The crystal pulsed again in Draven's hand—heavier now.
As if reacting to the words.
Draven's expression did not change.
"…Good."
Aldric blinked. "Good?"
Draven lifted the crystal slightly, studying the spiraling layers within it.
"It's still mana," he said calmly. "No matter what you call it."
The folded structure within him shifted again—slower this time, more cautious. It did not attempt to swallow.
It studied.
Mapped.
Calculated fracture points along the crystal's internal lattice.
Draven's fingers tightened slightly around the core.
"It's dense because it's unrefined."
His crimson eyes glowed faintly brighter.
Aldric stared at him.
"You're not seriously thinking of absorbing that whole."
Draven's lips curved faintly.
"I already said I can't just swallow it."

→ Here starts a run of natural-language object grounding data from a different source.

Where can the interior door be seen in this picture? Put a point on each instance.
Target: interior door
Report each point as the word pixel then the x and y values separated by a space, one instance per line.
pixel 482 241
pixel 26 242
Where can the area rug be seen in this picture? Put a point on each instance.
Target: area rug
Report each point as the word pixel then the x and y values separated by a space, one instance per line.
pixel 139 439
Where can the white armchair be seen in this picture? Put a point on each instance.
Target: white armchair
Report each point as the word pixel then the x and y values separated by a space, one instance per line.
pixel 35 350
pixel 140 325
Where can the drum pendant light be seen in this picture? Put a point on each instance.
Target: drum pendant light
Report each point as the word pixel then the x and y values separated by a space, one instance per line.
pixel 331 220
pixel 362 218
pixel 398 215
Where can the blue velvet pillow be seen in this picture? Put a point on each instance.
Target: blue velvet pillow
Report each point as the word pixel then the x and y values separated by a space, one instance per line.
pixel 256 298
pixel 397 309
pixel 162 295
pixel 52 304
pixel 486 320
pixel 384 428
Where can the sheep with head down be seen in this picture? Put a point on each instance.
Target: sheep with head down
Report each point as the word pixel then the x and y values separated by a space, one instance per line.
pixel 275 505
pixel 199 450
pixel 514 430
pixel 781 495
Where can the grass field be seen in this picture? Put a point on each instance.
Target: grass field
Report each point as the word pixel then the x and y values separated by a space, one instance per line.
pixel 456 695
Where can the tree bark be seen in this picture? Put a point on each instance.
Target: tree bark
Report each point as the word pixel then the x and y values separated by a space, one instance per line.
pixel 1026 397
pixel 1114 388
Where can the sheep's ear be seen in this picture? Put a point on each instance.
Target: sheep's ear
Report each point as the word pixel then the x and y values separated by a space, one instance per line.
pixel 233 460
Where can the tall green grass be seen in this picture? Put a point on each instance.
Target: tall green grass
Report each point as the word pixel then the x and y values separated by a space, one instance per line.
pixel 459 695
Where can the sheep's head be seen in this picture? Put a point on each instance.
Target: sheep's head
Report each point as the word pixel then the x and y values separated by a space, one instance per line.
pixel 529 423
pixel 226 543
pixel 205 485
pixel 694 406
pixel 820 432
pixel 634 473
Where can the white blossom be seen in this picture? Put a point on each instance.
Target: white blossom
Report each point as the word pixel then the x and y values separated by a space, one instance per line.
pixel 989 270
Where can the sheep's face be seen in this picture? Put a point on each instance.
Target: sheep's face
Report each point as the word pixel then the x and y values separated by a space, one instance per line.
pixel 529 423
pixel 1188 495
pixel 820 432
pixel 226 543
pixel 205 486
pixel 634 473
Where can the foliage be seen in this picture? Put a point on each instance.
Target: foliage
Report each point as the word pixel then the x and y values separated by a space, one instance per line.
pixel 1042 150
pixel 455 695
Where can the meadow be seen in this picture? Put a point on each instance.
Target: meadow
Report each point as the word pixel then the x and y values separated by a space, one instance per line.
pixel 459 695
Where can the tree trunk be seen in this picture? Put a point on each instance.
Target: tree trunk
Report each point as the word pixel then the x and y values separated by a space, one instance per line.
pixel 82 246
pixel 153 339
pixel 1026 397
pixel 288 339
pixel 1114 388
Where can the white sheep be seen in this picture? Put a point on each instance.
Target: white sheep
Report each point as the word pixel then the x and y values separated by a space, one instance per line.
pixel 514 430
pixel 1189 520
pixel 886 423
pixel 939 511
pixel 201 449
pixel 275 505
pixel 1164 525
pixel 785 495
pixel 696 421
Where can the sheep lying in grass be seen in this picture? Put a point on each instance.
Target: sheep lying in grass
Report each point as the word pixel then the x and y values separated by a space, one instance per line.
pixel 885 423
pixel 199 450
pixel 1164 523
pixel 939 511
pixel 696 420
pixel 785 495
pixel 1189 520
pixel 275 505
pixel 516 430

The crystal pulsed harder, reacting to the proximity of his internal structure.
"So I won't."
He shifted his grip.
Thin crimson threads began forming around his fingers, weaving carefully along the crystal's existing fractures instead of forcing entry. They slid into microscopic cracks, tracing stress lines and weak points.
"I'll dismantle it first."
The air around him grew subtly heavier as he began isolating its layers—separating Abyssal alignment from raw density, identifying unstable nodes within the compressed core.
Vaelith landed lightly nearby, observing in silence, her gaze sharp.
"The longer you hold it intact," Aldric warned, "the more likely it is to attempt reconstitution. Named entities don't dissolve quietly."
Draven's eyes flicked upward briefly.
"It won't."
The crimson threads tightened.
A faint cracking sound echoed from within the crystal—
Internal pressure shifting as its layered structure began to fracture under precise, calculated dismantling.